A lot of responses! After reviewing all the suggestions, I filtered out three candidates for listing all the folders in the tree and two methods for listing the immediate folders.

Every folder:

dirs_rglob = [x for x in folder.rglob('*') if x.is_dir()]
dirs_walk = [x[0] for x in os.walk(folder)]
dirs_custom = fast_scandir(folder)

where fast_scandir() is a custom function suggested by user136036, see my code below. I tested the performance with the following Python code:

from pathlib import Path
from os import walk,scandir
from time import monotonic

#user136036 custom code:
def fast_scandir(dirname):
    subfolders= [f.path for f in scandir(dirname) if f.is_dir()]
    for dirname in list(subfolders):
        subfolders.extend(fast_scandir(dirname))
    return subfolders

folder = Path('c:/xampp/htdocs/fonts') # Insert your path here 
msg = 'Using {}, seconds: {}, number of folders: {}.\n'

start = monotonic()
dirs_rglob = [x for x in folder.rglob('*') if x.is_dir()]
print(msg.format('Path.rglob', monotonic() - start, len(dirs_rglob)))

start = monotonic()
dirs_walk = [x[0] for x in walk(folder)]
print(msg.format('os.walk', monotonic() - start, len(dirs_walk)))

start = monotonic()
dirs_custom = fast_scandir(folder)
print(msg.format('fast_scandir', monotonic() - start, len(dirs_custom)))

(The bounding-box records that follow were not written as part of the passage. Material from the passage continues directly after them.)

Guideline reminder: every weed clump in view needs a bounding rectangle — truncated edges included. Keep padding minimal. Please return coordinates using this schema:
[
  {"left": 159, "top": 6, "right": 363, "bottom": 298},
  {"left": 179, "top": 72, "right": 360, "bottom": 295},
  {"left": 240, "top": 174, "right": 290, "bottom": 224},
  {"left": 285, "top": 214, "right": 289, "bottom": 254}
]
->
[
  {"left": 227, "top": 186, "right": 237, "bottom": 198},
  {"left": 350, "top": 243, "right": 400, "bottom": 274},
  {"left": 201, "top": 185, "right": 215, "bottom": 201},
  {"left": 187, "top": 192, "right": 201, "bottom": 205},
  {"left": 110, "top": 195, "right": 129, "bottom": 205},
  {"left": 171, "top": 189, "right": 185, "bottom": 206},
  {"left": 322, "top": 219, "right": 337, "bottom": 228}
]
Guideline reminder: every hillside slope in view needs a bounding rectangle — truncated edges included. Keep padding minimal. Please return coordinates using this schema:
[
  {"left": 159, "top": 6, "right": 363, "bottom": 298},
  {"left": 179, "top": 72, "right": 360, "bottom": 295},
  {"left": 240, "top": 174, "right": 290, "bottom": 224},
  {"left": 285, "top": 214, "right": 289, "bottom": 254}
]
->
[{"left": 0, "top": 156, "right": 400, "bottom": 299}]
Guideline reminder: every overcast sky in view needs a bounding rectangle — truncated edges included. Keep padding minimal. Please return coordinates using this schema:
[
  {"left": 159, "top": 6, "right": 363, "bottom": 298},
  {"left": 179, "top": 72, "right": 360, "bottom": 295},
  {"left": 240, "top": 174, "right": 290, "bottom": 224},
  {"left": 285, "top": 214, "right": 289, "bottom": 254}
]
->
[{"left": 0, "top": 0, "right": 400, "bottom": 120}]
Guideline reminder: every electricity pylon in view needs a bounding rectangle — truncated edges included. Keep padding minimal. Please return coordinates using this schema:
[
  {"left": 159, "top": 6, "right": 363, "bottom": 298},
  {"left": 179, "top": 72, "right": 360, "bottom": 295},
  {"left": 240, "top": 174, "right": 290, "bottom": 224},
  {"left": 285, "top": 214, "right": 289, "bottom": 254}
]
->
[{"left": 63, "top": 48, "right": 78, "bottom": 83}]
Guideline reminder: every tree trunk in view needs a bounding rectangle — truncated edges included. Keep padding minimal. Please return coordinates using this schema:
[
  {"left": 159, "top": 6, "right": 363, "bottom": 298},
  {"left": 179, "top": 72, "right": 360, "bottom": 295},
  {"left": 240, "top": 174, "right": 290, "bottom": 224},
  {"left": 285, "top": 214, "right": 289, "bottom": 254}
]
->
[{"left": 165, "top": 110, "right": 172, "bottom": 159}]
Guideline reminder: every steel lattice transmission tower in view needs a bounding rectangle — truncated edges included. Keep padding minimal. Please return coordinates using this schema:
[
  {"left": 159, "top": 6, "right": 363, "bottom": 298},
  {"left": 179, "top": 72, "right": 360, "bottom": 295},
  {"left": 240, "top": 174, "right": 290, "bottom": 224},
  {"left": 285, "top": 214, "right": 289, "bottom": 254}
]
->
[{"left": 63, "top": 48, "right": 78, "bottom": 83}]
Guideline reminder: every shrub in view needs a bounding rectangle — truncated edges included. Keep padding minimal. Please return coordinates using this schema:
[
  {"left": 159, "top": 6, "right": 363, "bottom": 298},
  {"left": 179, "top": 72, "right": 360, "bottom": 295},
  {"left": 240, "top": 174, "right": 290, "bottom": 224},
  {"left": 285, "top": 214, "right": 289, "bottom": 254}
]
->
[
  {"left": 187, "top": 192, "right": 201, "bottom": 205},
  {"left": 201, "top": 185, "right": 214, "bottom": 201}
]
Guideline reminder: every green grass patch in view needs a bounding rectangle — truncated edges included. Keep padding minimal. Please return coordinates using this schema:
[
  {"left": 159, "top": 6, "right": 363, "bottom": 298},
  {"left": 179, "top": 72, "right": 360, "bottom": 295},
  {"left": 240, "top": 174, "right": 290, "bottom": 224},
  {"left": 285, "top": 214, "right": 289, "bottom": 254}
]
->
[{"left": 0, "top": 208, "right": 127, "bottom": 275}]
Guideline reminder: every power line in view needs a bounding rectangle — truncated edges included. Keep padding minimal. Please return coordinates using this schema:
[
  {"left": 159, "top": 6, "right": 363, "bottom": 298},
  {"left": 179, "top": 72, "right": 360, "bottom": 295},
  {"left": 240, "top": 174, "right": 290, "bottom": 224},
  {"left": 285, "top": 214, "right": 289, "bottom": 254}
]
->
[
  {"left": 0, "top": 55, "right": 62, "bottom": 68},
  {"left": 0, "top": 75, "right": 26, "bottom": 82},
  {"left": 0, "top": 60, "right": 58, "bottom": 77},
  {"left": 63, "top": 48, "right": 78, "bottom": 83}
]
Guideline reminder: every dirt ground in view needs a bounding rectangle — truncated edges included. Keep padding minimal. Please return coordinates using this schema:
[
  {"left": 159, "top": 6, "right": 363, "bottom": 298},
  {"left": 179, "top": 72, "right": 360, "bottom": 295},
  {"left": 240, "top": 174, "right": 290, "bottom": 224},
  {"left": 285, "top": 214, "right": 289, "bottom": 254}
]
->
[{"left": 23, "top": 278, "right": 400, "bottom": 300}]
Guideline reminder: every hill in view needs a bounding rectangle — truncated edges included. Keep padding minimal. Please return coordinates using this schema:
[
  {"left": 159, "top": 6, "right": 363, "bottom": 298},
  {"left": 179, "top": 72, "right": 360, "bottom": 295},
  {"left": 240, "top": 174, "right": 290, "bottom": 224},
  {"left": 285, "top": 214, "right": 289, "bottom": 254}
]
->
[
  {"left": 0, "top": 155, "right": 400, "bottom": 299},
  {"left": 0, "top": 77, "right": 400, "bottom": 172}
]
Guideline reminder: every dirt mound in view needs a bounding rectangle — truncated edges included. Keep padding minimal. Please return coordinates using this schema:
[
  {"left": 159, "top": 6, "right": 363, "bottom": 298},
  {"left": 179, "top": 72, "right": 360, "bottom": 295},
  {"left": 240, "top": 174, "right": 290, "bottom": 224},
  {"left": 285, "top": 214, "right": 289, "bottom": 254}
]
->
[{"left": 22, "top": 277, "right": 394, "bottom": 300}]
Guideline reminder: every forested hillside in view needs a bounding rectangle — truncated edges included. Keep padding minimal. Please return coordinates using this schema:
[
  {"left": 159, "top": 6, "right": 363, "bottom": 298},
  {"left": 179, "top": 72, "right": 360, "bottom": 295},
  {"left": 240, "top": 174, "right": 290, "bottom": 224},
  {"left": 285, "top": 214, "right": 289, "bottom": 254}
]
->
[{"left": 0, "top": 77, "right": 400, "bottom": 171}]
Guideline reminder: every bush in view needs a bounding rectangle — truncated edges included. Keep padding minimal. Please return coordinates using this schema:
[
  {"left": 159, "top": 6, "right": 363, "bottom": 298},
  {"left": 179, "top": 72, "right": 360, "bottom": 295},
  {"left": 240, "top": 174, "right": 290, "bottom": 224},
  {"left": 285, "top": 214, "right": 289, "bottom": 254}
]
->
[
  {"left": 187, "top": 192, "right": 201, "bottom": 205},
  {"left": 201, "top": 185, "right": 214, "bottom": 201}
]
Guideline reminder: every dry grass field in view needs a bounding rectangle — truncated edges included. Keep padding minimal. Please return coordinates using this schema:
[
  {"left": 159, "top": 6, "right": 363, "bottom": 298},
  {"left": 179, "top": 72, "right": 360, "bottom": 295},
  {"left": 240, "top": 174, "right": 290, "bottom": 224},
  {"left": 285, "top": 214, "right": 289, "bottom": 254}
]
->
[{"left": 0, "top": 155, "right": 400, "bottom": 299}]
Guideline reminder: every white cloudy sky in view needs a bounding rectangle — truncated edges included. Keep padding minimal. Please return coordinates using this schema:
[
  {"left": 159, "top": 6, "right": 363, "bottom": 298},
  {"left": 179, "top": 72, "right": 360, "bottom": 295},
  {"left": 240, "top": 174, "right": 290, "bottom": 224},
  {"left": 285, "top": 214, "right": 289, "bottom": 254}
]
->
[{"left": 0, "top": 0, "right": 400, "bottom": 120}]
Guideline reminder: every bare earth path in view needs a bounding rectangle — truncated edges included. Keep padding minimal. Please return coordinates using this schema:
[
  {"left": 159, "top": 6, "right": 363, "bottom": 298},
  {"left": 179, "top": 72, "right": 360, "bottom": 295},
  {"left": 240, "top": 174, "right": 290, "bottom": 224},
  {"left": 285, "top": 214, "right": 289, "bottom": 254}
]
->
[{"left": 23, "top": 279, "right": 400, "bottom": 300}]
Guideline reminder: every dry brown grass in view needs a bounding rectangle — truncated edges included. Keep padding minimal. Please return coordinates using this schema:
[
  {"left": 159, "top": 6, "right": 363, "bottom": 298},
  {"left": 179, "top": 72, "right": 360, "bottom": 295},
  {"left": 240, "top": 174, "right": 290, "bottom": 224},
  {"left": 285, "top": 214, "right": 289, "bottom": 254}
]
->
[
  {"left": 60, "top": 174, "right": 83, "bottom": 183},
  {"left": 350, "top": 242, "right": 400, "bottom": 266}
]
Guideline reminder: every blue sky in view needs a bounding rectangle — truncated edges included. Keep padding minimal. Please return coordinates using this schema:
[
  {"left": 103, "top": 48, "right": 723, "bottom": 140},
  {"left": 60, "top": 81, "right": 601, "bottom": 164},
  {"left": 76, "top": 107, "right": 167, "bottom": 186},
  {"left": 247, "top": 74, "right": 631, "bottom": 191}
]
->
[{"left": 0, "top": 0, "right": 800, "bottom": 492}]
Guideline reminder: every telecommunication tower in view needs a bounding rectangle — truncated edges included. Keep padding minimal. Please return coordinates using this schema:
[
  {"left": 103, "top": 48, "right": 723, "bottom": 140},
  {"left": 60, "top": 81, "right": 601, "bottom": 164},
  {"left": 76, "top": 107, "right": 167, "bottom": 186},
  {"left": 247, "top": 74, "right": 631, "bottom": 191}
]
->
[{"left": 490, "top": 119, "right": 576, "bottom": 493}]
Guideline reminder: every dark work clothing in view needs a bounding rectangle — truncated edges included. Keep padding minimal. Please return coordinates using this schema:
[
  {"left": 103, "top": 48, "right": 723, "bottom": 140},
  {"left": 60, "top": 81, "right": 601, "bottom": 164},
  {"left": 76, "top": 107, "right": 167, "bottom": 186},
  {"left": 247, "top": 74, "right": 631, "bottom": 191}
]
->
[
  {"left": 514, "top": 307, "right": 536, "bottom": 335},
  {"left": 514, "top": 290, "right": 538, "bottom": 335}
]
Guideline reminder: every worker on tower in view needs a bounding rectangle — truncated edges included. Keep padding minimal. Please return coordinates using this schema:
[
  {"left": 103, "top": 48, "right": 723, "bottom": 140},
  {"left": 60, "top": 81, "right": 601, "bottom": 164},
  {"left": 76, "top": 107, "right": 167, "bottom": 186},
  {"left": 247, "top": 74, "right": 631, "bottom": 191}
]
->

As stated by user136036, his custom method is the fastest, but not much compared to os.walk(folder), while folder.rglob('*') is really very slow. Since the custom method is not that much faster, I use os.walk(folder), since the latter function has no problems with the Windows operating system for system folders or the Recycle Bin.

If you only need a list of immediate folders, you can use

dirs_iter = [ f for f in folder.iterdir()  if f.is_dir()]
dirs_scan = [ f.path for f in os.scandir(folder)  if f.is_dir()]

The elapsed times are both very small, with the folder.iterdir() method sometimes being slightly faster.

Bottom line: Use os.walk(folder) for the entire tree of subdirectories and folder.iterdir() or os.scandir(folder) for the immediate subdirectories.